“Ok, Funds Will Be Returned Later”: GMX Hacker Responds and Sends Back Millions

July 11, 2025
 “Ok, funds will be returned later,” a response seemingly aimed at GMX’s earlier offer of a $5 million bounty in exchange for the return of the funds

Less than a week after decentralized exchange GMX was hit by a $40 million exploit, the anonymous attacker has started returning funds, signaling a potential resolution to the situation.

The development follows an onchain message from the exploiter, who appears to have accepted a white-hat bounty offer from the GMX team.

Onchain messages and the return process

Blockchain security firm PeckShield flagged an onchain message where the attacker wrote, “Ok, funds will be returned later,” a response seemingly aimed at GMX’s earlier offer of a $5 million bounty in exchange for the return of the funds.

Not long after, the wallet identified as GMX Exploiter 2 began sending back portions of the stolen crypto to an Ethereum address publicly specified by GMX.

According to onchain data, the attacker has so far returned around $9 million in Ethereum and approximately $10.5 million in FRAX stablecoins, in two separate transactions.

That brings the total amount returned to roughly $20 million at the time of writing, about half of the funds initially siphoned off in the exploit.

The exploit itself, which occurred on GMX v1 (the first version of the protocol on Arbitrum), stemmed from a design vulnerability that allowed the attacker to manipulate the value of GLP tokens in a liquidity pool, enabling the draining of multiple crypto assets including ETH, FRAX, and others.

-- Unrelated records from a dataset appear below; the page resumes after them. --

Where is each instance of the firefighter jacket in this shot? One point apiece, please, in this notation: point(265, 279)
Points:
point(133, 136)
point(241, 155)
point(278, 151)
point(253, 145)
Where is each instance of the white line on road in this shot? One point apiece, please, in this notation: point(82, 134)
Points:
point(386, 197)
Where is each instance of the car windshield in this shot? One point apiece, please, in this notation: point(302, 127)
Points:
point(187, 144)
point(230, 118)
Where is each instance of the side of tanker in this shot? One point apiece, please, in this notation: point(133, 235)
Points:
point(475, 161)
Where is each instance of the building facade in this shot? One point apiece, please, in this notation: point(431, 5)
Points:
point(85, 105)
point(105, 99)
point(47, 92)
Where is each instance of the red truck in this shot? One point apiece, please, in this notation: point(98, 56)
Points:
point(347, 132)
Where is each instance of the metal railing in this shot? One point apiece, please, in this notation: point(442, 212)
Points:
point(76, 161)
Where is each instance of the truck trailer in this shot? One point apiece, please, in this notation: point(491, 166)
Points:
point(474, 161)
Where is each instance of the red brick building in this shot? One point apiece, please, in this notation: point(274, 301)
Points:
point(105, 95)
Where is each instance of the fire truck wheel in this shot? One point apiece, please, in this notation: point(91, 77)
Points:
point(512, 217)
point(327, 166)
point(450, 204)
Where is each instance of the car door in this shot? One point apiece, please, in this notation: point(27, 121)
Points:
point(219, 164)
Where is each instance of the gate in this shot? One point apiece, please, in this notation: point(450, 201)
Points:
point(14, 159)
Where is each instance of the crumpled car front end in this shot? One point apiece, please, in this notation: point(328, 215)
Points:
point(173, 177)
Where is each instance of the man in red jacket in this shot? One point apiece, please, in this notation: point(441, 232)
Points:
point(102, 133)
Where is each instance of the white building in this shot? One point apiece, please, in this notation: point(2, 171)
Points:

White hat offer and deadline pressure

Shortly after the attack, GMX acknowledged the skill involved and extended an olive branch in the form of a $5 million white-hat bounty.

The team confirmed that the bounty would be freely spendable by the attacker once the stolen assets were returned. “You’ve successfully executed the exploit; your abilities in doing so are evident,” the team wrote in an onchain message.

GMX also gave the exploiter a clear deadline which is toreturn 90% of the funds within 48 hours or face legal action.

The remaining 10%, they added, could be kept as a bounty. With about half of the assets now back in the team’s hands, it remains to be seen whether the rest will follow.